[PATCH v2 1/3] sched: introduce distinct per-cpu load average

From: Andrea Righi
Date: Sat Oct 20 2012 - 15:06:14 EST


Account load average, nr_running and nr_uninterruptible tasks per-cpu.

The new task_struct attribute on_cpu_uninterruptible is added to
properly keep track of the cpu at deactivate time, when the task is set
to the uninterruptible sleep state.

Moreover, rq->nr_uninterruptible is converted to a percpu variable to
maintain a coherent nr_uninterruptible counter for each CPU (rather than
having a single global counter defined as the sum over all CPUs). This
adds less performance overhead than introducing atomic operations in the
wakeup/sleep path.

This feature is required by the cpusets cgroup subsystem to report the
load average per-cpuset.

Signed-off-by: Andrea Righi <andrea@xxxxxxxxxxxxxxx>
---
include/linux/sched.h | 6 +++
kernel/sched/core.c | 112 ++++++++++++++++++++++++++++++++++++++++++-------
kernel/sched/debug.c | 3 +-
kernel/sched/sched.h | 8 +---
4 files changed, 105 insertions(+), 24 deletions(-)

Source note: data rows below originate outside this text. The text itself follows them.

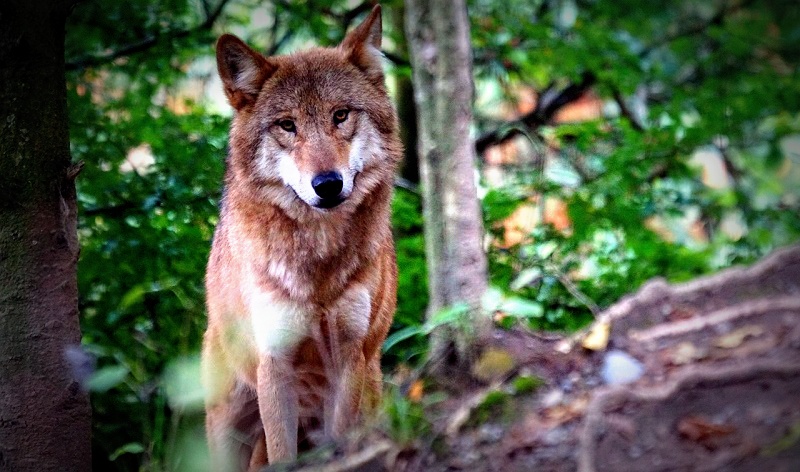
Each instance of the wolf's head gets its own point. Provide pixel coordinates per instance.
(315, 125)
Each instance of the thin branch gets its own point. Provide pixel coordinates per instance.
(407, 185)
(625, 110)
(146, 43)
(697, 28)
(546, 108)
(396, 59)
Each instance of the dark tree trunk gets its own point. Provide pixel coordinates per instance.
(441, 56)
(44, 414)
(406, 108)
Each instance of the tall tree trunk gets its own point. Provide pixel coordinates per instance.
(438, 33)
(406, 108)
(44, 414)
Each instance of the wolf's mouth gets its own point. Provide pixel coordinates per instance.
(329, 203)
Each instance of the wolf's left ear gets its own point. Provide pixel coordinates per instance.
(242, 70)
(363, 46)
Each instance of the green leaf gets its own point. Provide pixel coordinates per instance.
(401, 335)
(130, 448)
(106, 378)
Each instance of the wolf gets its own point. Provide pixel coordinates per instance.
(301, 281)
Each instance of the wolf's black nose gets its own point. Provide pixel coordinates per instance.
(327, 185)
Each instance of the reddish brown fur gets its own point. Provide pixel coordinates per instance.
(275, 254)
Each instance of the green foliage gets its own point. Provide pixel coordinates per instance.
(715, 77)
(412, 283)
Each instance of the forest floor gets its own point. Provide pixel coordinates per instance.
(701, 376)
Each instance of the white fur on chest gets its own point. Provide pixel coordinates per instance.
(280, 324)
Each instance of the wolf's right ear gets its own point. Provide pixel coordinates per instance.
(243, 71)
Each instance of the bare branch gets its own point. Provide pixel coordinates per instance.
(548, 105)
(146, 43)
(625, 110)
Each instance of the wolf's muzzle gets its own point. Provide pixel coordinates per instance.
(328, 186)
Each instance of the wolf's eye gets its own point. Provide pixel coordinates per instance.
(287, 125)
(340, 116)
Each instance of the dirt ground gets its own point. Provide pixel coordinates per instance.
(707, 378)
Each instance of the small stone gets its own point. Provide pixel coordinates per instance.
(619, 367)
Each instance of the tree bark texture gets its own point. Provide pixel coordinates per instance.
(406, 108)
(441, 57)
(45, 419)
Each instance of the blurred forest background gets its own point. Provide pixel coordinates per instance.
(616, 141)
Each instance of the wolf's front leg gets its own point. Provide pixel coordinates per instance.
(349, 322)
(277, 403)
(348, 390)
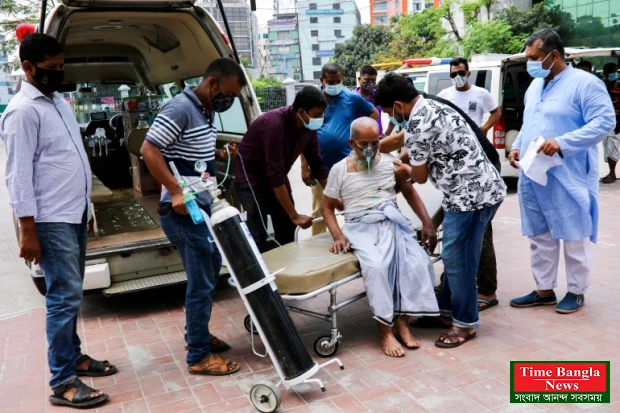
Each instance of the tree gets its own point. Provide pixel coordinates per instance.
(366, 44)
(15, 12)
(446, 12)
(494, 36)
(487, 5)
(539, 17)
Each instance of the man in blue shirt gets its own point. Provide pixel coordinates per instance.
(572, 111)
(49, 182)
(184, 133)
(343, 107)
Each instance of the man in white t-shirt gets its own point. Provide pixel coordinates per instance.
(397, 272)
(473, 100)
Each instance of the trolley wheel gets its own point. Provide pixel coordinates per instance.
(247, 323)
(265, 397)
(323, 348)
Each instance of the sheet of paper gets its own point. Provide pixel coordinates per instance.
(535, 165)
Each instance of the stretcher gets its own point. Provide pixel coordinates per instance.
(299, 277)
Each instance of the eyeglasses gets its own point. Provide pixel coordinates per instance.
(458, 73)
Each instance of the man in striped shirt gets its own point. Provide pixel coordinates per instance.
(184, 133)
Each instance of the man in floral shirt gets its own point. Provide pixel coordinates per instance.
(445, 149)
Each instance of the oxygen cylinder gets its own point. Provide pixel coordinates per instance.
(245, 261)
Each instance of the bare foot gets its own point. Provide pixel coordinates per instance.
(391, 347)
(402, 333)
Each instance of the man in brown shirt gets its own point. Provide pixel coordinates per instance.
(266, 154)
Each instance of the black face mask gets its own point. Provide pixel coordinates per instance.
(48, 81)
(221, 102)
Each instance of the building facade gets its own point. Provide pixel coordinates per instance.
(323, 24)
(284, 48)
(597, 22)
(243, 24)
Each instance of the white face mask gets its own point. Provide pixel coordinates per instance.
(459, 81)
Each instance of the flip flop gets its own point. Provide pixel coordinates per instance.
(487, 303)
(454, 335)
(430, 322)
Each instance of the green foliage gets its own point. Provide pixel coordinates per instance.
(539, 17)
(13, 13)
(367, 43)
(494, 36)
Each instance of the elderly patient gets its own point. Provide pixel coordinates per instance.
(397, 272)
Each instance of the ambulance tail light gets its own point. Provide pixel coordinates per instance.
(499, 134)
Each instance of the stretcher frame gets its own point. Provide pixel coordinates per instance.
(327, 345)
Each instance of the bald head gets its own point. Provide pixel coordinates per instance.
(364, 129)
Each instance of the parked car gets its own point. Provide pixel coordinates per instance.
(157, 46)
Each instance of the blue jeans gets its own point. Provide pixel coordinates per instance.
(463, 233)
(63, 259)
(202, 262)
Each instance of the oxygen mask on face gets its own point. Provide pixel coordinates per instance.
(369, 154)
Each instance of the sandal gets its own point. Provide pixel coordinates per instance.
(453, 336)
(217, 345)
(486, 303)
(81, 399)
(429, 322)
(214, 365)
(95, 368)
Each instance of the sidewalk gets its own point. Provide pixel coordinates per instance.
(143, 335)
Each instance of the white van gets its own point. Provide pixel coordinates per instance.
(155, 45)
(507, 80)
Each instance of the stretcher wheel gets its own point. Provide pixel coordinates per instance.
(247, 323)
(323, 348)
(265, 397)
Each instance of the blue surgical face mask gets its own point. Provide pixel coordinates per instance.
(313, 123)
(400, 124)
(333, 90)
(535, 69)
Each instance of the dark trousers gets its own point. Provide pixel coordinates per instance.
(268, 204)
(486, 278)
(63, 260)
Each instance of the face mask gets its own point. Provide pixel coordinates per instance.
(459, 81)
(536, 70)
(313, 123)
(369, 154)
(49, 81)
(369, 86)
(221, 102)
(333, 90)
(400, 124)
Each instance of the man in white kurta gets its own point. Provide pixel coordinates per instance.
(397, 272)
(572, 111)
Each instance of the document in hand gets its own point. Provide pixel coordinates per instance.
(535, 165)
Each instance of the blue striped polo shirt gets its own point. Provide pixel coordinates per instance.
(185, 133)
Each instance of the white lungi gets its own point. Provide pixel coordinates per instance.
(545, 257)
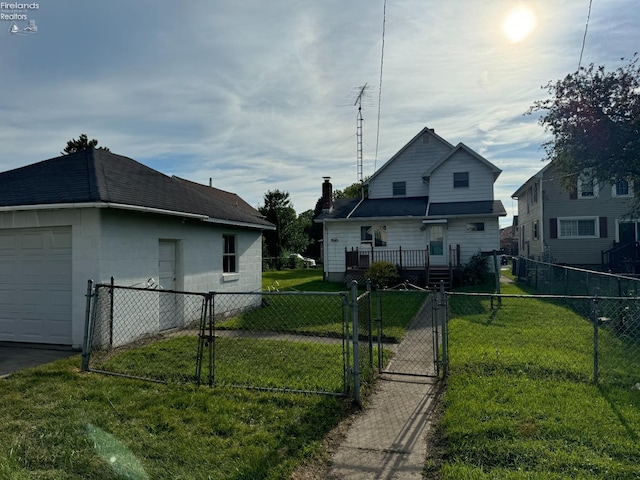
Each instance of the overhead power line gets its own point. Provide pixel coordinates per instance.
(584, 37)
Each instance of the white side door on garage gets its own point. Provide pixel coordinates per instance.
(35, 285)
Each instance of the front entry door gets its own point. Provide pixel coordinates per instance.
(168, 302)
(436, 244)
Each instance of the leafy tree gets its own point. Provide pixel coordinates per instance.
(594, 118)
(82, 143)
(288, 236)
(352, 191)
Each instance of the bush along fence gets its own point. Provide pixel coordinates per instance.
(577, 338)
(310, 342)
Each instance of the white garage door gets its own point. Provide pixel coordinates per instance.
(35, 285)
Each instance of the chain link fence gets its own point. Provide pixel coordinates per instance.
(579, 338)
(291, 341)
(314, 342)
(555, 279)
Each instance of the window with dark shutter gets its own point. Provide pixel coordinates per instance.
(603, 227)
(553, 228)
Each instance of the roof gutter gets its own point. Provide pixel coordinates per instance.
(239, 224)
(136, 208)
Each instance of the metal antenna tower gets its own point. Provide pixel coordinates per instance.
(358, 102)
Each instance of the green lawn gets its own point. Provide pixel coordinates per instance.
(58, 423)
(520, 402)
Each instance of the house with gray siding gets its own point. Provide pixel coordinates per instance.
(585, 226)
(93, 215)
(428, 210)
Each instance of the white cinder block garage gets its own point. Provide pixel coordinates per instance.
(92, 215)
(35, 285)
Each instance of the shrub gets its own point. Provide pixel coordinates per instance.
(383, 274)
(476, 271)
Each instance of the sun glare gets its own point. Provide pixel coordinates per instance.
(518, 24)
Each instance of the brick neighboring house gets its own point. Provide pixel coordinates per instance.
(429, 209)
(587, 227)
(93, 215)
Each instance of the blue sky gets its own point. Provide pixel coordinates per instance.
(260, 95)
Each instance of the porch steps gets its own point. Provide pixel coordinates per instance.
(437, 274)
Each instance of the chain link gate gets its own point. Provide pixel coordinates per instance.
(410, 325)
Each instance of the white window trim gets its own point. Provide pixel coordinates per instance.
(596, 190)
(596, 223)
(614, 191)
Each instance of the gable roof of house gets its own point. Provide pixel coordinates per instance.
(98, 177)
(353, 208)
(475, 208)
(539, 174)
(425, 131)
(462, 147)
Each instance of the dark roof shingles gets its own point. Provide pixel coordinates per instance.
(100, 176)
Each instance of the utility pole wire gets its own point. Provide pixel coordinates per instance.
(584, 38)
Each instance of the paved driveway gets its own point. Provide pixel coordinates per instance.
(16, 356)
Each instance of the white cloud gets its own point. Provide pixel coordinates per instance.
(259, 95)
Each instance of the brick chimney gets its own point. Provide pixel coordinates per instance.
(327, 194)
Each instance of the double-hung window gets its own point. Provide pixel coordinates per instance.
(587, 187)
(622, 188)
(461, 180)
(582, 227)
(229, 259)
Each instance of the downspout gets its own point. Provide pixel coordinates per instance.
(541, 201)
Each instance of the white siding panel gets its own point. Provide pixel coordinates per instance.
(473, 242)
(408, 167)
(480, 180)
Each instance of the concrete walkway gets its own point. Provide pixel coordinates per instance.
(388, 441)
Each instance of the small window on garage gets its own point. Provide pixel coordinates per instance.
(229, 259)
(461, 180)
(475, 227)
(399, 189)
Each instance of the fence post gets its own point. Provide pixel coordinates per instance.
(111, 297)
(379, 325)
(595, 340)
(370, 323)
(356, 359)
(86, 346)
(346, 304)
(445, 346)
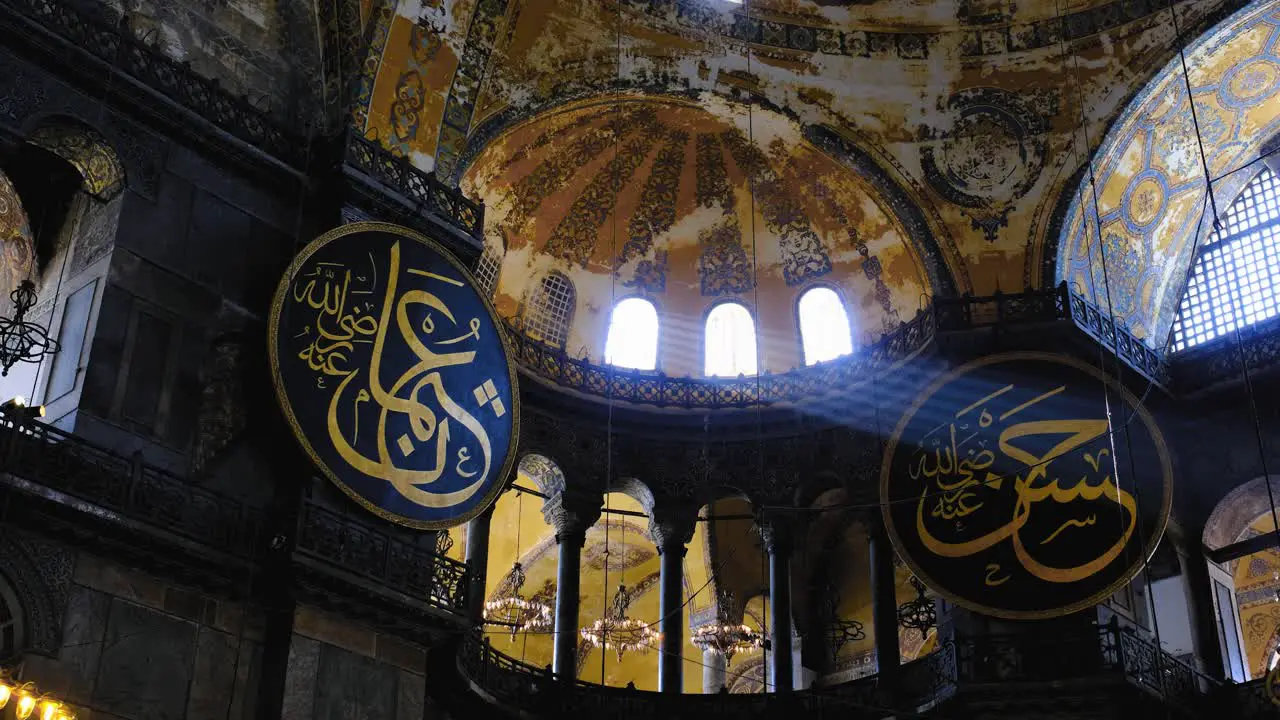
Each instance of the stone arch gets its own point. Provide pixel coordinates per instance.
(1150, 177)
(17, 244)
(39, 575)
(83, 149)
(1232, 516)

diff --git a/include/linux/sched.h b/include/linux/sched.h
index 0dd42a0..e5dfe2a 100644
--- a/include/linux/sched.h
+++ b/include/linux/sched.h
@@ -80,6 +80,8 @@ struct blk_plug;
*/
extern unsigned long avenrun[]; /* Load averages */
extern void get_avenrun(unsigned long *loads, unsigned long offset, int shift);
+extern void get_cpu_avenrun(unsigned long *loads, int cpu,
+ unsigned long offset, int shift);

#define FSHIFT 11 /* nr of bits of precision */
#define FIXED_1 (1<<FSHIFT) /* 1.0 as fixed-point */
@@ -98,7 +100,9 @@ extern int nr_threads;
DECLARE_PER_CPU(unsigned long, process_counts);
extern int nr_processes(void);
extern unsigned long nr_running(void);
+extern unsigned long nr_running_cpu(int cpu);
extern unsigned long nr_uninterruptible(void);
+extern unsigned long nr_uninterruptible_cpu(int cpu);
extern unsigned long nr_iowait(void);
extern unsigned long nr_iowait_cpu(int cpu);
extern unsigned long this_cpu_load(void);
@@ -1197,6 +1201,8 @@ struct task_struct {
#ifdef CONFIG_SMP
struct llist_node wake_entry;
int on_cpu;
+ /* Used to keep track of nr_uninterruptible tasks per-cpu */
+ int on_cpu_uninterruptible;
#endif
int on_rq;

diff --git a/kernel/sched/core.c b/kernel/sched/core.c
index 2d8927f..a1487ee 100644
--- a/kernel/sched/core.c
+++ b/kernel/sched/core.c
@@ -726,16 +726,20 @@ static void dequeue_task(struct rq *rq, struct task_struct *p, int flags)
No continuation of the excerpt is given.